As the goal of this work was to fine-tune the F5-TTS model with a single-speaker dataset, a consistent and high-quality audio source was needed. After multiple options were evaluated, the recordings of Shaho Amin, a well-known newsreader from Rudaw TV, were selected for the following reasons:

  • Public Availability: Rudaw TV’s archives are publicly available and can be easily collected from online sources.

  • Clear Pronunciation: The speaker’s voice is understandable, clear, and well expressed.

  • Loudness: Audio levels are consistent, and additional normalization is not required.

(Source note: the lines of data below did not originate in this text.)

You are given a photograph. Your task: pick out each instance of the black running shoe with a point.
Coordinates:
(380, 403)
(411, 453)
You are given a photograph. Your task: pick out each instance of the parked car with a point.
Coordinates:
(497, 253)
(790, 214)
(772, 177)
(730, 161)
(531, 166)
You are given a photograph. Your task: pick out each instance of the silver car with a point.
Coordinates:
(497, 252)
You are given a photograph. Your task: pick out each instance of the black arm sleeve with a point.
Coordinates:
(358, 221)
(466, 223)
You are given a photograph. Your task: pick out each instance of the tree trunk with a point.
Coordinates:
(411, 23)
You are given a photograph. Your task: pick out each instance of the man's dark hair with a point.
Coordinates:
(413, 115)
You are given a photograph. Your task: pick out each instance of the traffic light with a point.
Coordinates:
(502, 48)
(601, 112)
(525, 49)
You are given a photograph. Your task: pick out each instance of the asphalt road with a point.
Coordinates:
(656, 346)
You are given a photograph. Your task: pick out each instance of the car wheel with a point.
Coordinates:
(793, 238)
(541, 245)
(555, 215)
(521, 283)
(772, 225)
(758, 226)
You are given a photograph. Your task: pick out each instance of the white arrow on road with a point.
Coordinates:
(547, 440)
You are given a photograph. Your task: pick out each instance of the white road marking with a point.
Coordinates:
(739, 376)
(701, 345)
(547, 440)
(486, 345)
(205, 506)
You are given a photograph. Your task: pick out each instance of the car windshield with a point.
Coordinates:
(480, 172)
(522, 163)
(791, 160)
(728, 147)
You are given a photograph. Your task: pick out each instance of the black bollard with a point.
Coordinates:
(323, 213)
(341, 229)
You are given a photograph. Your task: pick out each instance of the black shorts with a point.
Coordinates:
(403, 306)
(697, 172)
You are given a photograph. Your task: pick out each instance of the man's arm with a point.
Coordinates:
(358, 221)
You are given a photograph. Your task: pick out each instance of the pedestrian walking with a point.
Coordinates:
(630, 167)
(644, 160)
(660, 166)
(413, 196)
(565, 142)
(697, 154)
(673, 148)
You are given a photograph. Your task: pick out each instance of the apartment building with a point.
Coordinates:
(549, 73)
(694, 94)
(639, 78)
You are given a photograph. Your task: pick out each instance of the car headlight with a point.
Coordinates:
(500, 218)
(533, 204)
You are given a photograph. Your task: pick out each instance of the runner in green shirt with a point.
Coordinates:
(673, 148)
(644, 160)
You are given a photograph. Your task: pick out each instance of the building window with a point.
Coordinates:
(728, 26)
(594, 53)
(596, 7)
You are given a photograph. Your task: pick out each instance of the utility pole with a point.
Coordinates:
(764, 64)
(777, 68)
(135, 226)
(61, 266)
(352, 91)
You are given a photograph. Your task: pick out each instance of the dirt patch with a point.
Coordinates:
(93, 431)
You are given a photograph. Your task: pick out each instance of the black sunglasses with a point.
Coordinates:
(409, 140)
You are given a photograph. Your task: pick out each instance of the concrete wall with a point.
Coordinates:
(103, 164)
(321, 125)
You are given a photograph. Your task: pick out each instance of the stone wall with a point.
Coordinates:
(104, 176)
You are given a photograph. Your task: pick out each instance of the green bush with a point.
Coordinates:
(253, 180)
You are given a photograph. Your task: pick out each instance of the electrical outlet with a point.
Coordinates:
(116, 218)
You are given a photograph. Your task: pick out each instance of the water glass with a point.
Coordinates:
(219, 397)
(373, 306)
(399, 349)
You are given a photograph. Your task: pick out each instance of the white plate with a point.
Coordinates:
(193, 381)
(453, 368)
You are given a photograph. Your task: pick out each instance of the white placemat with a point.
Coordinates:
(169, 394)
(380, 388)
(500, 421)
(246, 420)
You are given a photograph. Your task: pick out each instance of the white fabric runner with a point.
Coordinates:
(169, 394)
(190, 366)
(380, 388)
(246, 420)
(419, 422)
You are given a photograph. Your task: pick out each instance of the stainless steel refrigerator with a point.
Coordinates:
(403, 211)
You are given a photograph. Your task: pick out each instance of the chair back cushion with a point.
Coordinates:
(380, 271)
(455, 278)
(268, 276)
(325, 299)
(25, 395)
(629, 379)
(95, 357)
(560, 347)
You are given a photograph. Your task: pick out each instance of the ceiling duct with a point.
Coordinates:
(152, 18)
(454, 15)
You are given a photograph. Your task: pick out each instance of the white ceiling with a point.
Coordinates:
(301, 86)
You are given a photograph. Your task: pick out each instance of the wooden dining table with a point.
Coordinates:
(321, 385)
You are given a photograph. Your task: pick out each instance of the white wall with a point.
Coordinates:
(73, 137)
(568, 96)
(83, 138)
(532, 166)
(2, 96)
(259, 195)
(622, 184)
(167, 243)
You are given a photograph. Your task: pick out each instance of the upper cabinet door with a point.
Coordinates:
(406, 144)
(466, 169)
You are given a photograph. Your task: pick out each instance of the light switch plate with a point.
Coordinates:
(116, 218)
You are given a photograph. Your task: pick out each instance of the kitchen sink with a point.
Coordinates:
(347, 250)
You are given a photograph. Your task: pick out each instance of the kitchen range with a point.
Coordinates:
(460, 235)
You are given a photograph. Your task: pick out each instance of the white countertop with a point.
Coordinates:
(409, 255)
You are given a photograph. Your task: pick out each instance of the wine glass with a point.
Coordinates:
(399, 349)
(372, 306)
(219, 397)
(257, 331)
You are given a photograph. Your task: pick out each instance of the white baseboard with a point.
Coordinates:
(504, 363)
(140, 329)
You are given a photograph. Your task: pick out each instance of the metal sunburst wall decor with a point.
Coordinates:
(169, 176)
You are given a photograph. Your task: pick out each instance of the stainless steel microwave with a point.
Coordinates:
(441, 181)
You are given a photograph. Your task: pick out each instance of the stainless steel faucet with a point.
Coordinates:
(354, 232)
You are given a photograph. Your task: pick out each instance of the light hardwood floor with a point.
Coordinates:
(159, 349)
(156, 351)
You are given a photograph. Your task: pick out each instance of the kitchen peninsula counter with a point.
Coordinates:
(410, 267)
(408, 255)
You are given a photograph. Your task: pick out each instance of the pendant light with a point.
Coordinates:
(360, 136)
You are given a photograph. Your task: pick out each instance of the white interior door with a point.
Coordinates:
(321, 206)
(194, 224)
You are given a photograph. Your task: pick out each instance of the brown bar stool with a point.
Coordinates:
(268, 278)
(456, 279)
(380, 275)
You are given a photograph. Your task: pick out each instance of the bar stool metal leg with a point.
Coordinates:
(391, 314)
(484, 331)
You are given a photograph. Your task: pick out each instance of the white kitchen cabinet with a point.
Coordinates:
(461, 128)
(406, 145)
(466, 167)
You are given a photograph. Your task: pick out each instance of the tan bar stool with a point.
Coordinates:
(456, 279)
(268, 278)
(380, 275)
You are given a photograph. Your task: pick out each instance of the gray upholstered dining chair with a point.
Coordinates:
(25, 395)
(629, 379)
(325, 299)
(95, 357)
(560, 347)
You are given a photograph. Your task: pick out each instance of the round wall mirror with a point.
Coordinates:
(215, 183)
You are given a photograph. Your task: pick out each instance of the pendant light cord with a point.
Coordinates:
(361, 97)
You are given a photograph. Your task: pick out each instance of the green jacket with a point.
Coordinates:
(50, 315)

  • Recording quality: As a major media channel, Rudaw TV uses advanced recording equipment, resulting in clean and high-fidelity audio.

  • Familiarity: The speaker’s voice is widely recognized, which allows listeners to better judge the similarity between synthesized and real speech.

Although the final dataset contains 10.11 h of audio, more than 15 h of video were initially collected. During preprocessing, low-quality and noisy sections were removed. The two main sources for the recordings were Rudaw TV’s website and YouTube Channel. For further processing, all collected content was then converted into WAV format using a lossless conversion process to preserve audio quality.

The collected recordings covered a variety of topics, including news broadcasts, interviews, shorts, and other random videos. This diversity was intended to increase the model’s generalization by providing emotions, intonation patterns, and different speech rates in the dataset. After it was observed that the speaker’s vocal tone was evolving over time, recordings were selected from different time periods (2018–2024). This helped enhance the dataset by adding more variability to the data.

3.2. Data Segmentation

After data collection, the dataset passed several preparation stages, with segmentation and transcription being the most time-consuming steps. In data segmentation, audio files were divided into manageable clips while ensuring the following:

  • Proper logical sentence boundaries

  • Natural starting and ending tone.

  • A balanced distribution of clip durations.

To achieve a balanced dataset, segments were distributed approximately equally across different duration ranges (e.g., 2–4 s, 4–6 s, 6–8 s, etc.), as shown in Fig. 1. This prevented the model from overfitting to specific speech length ranges. During this process, Ocenaudio software was utilized, as it allows the manual selection and export of clean segments.

thumblarge

Fig. 1. Distribution of dataset samples.

3.3. Transcription Process

After all segments were cleaned, finalized, and prepared, the transcription process was initiated. Initially, segments were transcribed quickly to match what was heard in the recordings. In later stages, each segment was carefully reviewed multiple times word by word to eliminate the remaining spelling mistakes.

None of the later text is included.